4 min read

When the Nations Asked Where Israel's Beloved Went

Shir HaShirim Rabbah turns divine absence, Moses, Aaron, Abraham, Joseph, and Israel's answer to the nations into one love story.

Written by Maggid · Edited by Arthur Sabintsev ·
Table of Contents
  1. The Search Began in the Dark
  2. Moses Became the Missing Beloved
  3. Moses and Aaron Fed the People
  4. How Did Israel Answer the Nations?
  5. Abraham and Joseph Were Already Witnesses

Most people think the hardest question in exile is whether Israel still loves God. Shir HaShirim Rabbah asks something sharper: when the nations look at Israel and ask where her beloved went, what answer is left?

In Midrash Rabbah, with 3,279 texts in the database and 261 from Shir HaShirim Rabbah, the rabbis read Song of Songs as public testimony. Sefaria dates this allegorical midrash to c. 790-c. 990 CE in Talmudic Israel/Babylon. These seven passages turn one love poem into a chain of evidence: night search, Exodus, Moses, Aaron, Abraham, Joseph, and a nation cross-examined by history.

The Search Began in the Dark

The Song begins with a woman searching for the one her soul loves at night. Shir HaShirim Rabbah refuses to make that night soft. The bed can mean illness. It can mean weakness. It can mean a people lying low, unable to rise, looking for God and finding only silence (Song of Songs 3:1).

That is the courage of the Midrash. It lets Israel say that absence is real. The beloved is not always visible. There are nights when prayer feels like reaching across an empty bed. The rabbis do not scold the seeker for admitting it. They make the admission sacred, because covenantal love includes the terror of not finding the One you are seeking.

The search also changes the reader's posture. Israel is not proving faith by pretending God is easy to locate. Israel proves faith by getting up in the dark and searching again. The love story begins with movement before certainty, with a body leaving the bed before the beloved has answered.

Moses Became the Missing Beloved

One reading turns the night search toward the Exodus and makes Moses the beloved Israel cannot find. The people are waiting in Egypt, the hour is charged, redemption is near, and the redeemer seems absent.

That absence matters because Moses is not only a leader. He is the sign that God has remembered the covenant. If Moses cannot be found, then the whole promise trembles. Shir HaShirim Rabbah makes the Exodus feel less like a clean miracle and more like a night of panic. The people have been told freedom is coming, but the door is still closed, the slave houses still stand, and the messenger has not yet appeared where they need him.

Moses and Aaron Fed the People

When the Song praises the beloved's two breasts, the Midrash names them Moses and Aaron. The image is intimate, but the meaning is national. Just as a mother feeds a child, Moses and Aaron nourished Israel in the wilderness.

This is one of Shir HaShirim Rabbah's boldest moves.

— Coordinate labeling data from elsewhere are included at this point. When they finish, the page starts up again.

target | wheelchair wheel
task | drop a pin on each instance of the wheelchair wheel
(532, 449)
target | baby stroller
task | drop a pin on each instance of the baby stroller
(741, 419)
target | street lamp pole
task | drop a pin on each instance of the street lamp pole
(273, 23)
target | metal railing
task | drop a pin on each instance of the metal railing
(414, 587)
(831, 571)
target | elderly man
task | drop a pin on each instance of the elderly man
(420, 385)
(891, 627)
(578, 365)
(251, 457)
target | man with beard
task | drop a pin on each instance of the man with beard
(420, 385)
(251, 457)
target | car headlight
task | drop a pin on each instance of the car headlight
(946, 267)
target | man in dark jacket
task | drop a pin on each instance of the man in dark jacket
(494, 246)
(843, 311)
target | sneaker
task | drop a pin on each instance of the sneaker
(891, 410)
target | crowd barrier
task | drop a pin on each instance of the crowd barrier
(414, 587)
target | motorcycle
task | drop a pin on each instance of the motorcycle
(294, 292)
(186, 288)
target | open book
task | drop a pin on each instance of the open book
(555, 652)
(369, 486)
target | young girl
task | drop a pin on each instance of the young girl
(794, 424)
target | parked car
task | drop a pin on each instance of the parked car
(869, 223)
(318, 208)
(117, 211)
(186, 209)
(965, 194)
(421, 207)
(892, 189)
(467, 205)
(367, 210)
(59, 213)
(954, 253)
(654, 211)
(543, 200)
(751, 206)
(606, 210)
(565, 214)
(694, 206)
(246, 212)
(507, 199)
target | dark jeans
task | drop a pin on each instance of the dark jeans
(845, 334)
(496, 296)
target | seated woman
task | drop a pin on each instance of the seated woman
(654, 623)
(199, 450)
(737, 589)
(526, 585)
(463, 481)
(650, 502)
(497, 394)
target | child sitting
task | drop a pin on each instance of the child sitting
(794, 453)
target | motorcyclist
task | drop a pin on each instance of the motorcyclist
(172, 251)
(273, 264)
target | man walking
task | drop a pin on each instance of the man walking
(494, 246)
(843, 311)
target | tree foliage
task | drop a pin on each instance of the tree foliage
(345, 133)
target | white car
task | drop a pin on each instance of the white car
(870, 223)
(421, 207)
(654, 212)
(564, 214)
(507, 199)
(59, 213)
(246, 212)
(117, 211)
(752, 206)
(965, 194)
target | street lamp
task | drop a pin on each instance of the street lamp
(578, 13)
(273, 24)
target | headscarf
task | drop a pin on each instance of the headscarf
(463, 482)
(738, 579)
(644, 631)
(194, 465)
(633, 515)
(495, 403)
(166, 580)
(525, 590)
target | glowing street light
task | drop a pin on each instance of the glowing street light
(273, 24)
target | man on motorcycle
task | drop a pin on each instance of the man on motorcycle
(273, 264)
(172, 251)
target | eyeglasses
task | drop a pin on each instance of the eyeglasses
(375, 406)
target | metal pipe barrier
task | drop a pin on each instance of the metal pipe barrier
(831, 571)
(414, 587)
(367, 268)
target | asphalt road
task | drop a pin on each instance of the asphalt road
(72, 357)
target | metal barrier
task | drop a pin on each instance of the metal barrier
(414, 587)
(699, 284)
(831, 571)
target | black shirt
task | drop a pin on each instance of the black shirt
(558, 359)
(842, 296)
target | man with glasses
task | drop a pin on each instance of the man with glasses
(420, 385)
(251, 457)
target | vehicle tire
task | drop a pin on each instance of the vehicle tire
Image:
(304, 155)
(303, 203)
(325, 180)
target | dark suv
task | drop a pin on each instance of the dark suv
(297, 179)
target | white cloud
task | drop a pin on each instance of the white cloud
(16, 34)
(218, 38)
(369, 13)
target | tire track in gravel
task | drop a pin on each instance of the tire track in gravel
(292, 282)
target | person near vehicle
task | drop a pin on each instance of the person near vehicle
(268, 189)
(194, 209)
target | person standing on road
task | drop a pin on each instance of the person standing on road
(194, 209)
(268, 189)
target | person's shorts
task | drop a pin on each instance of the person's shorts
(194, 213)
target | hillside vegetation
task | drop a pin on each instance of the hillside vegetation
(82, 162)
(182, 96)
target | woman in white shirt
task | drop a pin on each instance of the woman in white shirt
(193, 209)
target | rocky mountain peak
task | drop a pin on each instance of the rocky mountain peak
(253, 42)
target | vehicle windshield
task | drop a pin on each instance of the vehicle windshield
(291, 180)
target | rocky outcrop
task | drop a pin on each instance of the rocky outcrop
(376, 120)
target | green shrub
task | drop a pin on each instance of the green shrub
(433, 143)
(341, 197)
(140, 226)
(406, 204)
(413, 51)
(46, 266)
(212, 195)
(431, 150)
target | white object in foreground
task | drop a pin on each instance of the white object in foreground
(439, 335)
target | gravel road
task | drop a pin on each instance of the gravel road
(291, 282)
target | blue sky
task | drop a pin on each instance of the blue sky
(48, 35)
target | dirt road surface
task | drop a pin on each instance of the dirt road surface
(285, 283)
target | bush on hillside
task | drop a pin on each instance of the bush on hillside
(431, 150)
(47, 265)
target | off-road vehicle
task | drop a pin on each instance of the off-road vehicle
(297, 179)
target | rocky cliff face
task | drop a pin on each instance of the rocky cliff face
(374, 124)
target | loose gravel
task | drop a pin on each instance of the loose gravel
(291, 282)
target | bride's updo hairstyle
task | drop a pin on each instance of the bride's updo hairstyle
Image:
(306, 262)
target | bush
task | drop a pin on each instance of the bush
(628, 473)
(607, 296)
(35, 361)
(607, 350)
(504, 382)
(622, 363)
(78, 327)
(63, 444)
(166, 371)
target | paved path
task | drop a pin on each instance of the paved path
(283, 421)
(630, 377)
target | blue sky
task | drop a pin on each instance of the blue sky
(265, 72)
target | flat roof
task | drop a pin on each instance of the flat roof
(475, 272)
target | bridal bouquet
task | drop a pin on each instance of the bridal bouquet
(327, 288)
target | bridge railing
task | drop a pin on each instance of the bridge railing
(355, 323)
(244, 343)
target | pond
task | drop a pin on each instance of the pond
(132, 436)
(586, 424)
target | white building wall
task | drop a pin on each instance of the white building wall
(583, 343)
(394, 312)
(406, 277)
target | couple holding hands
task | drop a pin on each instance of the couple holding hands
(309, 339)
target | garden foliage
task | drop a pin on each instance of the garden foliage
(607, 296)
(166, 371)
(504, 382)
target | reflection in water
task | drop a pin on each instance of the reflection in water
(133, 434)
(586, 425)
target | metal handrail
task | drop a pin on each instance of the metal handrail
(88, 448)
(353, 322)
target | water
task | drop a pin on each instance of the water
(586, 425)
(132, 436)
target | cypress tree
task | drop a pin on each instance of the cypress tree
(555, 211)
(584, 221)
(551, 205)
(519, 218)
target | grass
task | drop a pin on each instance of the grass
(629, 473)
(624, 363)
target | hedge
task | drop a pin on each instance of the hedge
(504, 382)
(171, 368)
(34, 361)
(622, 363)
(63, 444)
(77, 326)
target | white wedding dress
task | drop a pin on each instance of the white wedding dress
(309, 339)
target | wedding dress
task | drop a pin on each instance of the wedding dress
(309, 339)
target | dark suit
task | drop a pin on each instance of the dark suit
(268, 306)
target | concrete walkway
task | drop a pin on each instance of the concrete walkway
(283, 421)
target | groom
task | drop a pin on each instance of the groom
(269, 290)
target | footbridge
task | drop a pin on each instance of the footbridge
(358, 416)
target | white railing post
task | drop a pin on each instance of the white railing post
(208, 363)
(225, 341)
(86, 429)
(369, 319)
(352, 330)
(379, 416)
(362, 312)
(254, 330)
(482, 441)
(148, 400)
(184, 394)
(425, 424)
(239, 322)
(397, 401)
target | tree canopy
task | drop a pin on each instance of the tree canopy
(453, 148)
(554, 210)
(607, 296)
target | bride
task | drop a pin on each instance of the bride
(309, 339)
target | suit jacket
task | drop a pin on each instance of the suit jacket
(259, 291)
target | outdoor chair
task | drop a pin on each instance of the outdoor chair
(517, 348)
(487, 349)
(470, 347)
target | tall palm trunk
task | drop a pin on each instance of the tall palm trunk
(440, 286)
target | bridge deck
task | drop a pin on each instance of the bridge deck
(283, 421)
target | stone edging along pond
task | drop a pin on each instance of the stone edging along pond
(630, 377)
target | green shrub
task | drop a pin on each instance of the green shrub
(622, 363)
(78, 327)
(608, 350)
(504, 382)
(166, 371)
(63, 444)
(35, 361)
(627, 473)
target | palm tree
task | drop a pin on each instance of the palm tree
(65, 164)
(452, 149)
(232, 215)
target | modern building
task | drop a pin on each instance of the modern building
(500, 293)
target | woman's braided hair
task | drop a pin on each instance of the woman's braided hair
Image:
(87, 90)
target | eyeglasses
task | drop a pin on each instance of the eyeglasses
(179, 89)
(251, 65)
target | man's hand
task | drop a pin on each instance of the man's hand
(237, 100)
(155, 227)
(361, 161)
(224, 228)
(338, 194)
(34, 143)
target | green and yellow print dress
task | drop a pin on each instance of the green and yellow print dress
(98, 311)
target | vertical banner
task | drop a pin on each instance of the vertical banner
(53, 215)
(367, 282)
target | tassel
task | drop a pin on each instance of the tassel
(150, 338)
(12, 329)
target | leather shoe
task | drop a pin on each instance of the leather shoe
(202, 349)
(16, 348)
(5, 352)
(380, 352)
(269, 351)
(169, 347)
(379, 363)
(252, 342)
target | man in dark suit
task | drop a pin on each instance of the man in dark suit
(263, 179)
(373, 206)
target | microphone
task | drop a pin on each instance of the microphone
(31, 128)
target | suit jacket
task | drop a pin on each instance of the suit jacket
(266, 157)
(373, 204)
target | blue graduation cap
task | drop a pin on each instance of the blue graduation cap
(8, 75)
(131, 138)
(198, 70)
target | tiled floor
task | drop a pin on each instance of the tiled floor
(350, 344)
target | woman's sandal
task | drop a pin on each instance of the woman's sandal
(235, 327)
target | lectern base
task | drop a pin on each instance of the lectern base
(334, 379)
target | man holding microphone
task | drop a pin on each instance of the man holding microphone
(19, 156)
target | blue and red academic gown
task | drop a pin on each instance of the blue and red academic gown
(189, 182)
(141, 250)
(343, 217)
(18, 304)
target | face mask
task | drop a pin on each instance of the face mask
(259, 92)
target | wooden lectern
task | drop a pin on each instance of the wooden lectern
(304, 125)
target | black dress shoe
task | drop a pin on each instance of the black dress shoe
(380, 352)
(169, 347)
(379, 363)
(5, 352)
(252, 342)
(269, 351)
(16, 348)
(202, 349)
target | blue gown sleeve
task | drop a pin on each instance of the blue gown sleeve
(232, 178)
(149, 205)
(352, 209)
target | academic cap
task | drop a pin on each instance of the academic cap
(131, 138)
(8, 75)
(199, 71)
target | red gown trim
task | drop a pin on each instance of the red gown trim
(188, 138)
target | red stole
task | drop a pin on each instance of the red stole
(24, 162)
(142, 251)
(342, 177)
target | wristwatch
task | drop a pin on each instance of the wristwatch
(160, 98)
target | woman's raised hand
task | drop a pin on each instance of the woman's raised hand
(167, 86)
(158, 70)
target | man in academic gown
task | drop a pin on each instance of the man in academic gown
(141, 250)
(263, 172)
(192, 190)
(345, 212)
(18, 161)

It turns bodily beauty into leadership. Moses gives Torah, Aaron gives priestly service, and together they keep a frightened people alive. The Exodus generation did not survive on escape alone. It needed instruction, worship, intercession, and tenderness. The rabbis let the Song say that true leadership is not merely command. It is nourishment.

How Did Israel Answer the Nations?

The nations ask Israel, where did your beloved go? The question stings because it is not theoretical. If God once split seas, crushed Egypt, fed Israel, and spoke at Sinai, why does exile still happen? Where is the beloved now (Song of Songs 6:1)?

Israel answers by describing a beloved who is clear and ruddy, mercy and judgment together. Clear to Israel in compassion. Ruddy to Egypt in judgment. The answer is not that history is painless. It is that Israel has seen enough to know the hidden beloved is not imaginary. The same God who judges also protects. The same God who hides also returns.

Abraham and Joseph Were Already Witnesses

The Midrash hears one faultless dove and thinks of Abraham, the one who stood alone at the dawn of Israel's story. Abraham becomes evidence that Israel's love story did not begin in Egypt. It began with one man who crossed the world toward God.

Then Joseph enters the Song's family language. When the verse longs for a brother who could be kissed outside without shame, the rabbis test the brothers of Genesis until Joseph and Benjamin emerge. Cain and Abel cannot carry the image. Esau and Jacob cannot carry it cleanly. Joseph and Benjamin can, because their bond holds grief, loss, recognition, and return.

That is how Israel answers when the nations ask where the beloved went. She points to the night search, to Moses, to Aaron, to Abraham standing alone, to Joseph and Benjamin finding each other after years of pain. The beloved is not absent because the question is cruel. He is hidden in the witnesses that keep answering, in the old names Israel still carries, and in the courage to keep asking for Him by name.